Liwa Ekimakingaï, un mort qui se croit vivant
Une secousse, un cyclone, et voilà un homme catapulté au-dessus de sa propre tombe, persuadé qu’une nouvelle existence vient de commencer. C’est sur cette illusion tenace que Mabanckou installe Liwa Ekimakingaï, son héros, jeune commis de cuisine emporté avant l’heure et déposé au cimetière du Frère-Lachaise, à Pointe-Noire. Le paradoxe est posé sans détour : Liwa respire, marche, saisit les objets, projette un caillou, et pourtant tout autour de lui perçoit le monde à l’envers, la tête en bas, les pieds en l’air. Cette torsion inaugurale du regard donne le ton d’un récit où la frontière entre les vivants et les défunts se fait poreuse, mouvante, presque joueuse.
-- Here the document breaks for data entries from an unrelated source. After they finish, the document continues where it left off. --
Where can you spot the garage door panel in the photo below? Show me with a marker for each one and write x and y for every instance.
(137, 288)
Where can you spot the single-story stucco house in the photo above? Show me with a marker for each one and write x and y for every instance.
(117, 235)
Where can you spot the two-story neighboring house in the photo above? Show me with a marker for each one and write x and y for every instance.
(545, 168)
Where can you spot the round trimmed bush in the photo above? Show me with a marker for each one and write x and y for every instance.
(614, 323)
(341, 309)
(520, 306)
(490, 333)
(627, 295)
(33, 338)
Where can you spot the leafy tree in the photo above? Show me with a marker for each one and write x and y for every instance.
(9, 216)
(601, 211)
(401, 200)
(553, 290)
Ce qui frappe, c’est la manière dont l’auteur refuse le pathos que le sujet appellerait presque naturellement. Liwa ne pleure pas sa condition, il l’explore. Sa mort devient un territoire à arpenter, une énigme dont il veut comprendre les règles avant de s’y risquer. L’immobilité qu’il s’impose devant sa sépulture, bras le long du corps, n’est pas de la résignation mais une prudence de vivant, celle d’un garçon qui a appris à mesurer le pour et le contre avant de se ruer dehors. Le personnage gagne ainsi une épaisseur immédiate, celle d’une conscience curieuse plutôt que d’une victime.
Autour de cette figure centrale se dessine peu à peu une galerie de trépassés bavards, chacun porteur de son histoire et de ses rancœurs. Liwa n’avance jamais seul dans cette découverte de l’au-delà : il écoute, questionne, recoupe les avertissements de ceux qui l’ont précédé. Le lecteur, embarqué dans cette lente prise de conscience, épouse le tâtonnement du héros et se surprend à espérer avec lui, sans trop savoir vers quoi. Mabanckou tient là un ressort narratif d’une grande efficacité, celui d’un homme qui refuse de n’être qu’un disparu parmi des milliers d’autres.
Pointe-Noire, du Grand-Marché au Frère-Lachaise
La ville de Pointe-Noire irrigue chaque page de ce roman avec une générosité de détails qui en fait le véritable socle du récit. Mabanckou déploie une géographie précise, presque cadastrale : l’avenue de l’Indépendance, le quartier Trois-Cents, la rue du Joli-Soir, la rivière Tchinouka charriant ses immondices vers l’Atlantique, le collège communiste des Trois-Glorieuses au croisement des avenues Jacques-Opangault et Amilcar-Cabral. Cette toponymie foisonnante n’a rien d’un décor plaqué ; elle prend corps, s’impose comme une présence vivante qui accompagne Liwa dans son enfance rêvée comme dans sa mort éveillée.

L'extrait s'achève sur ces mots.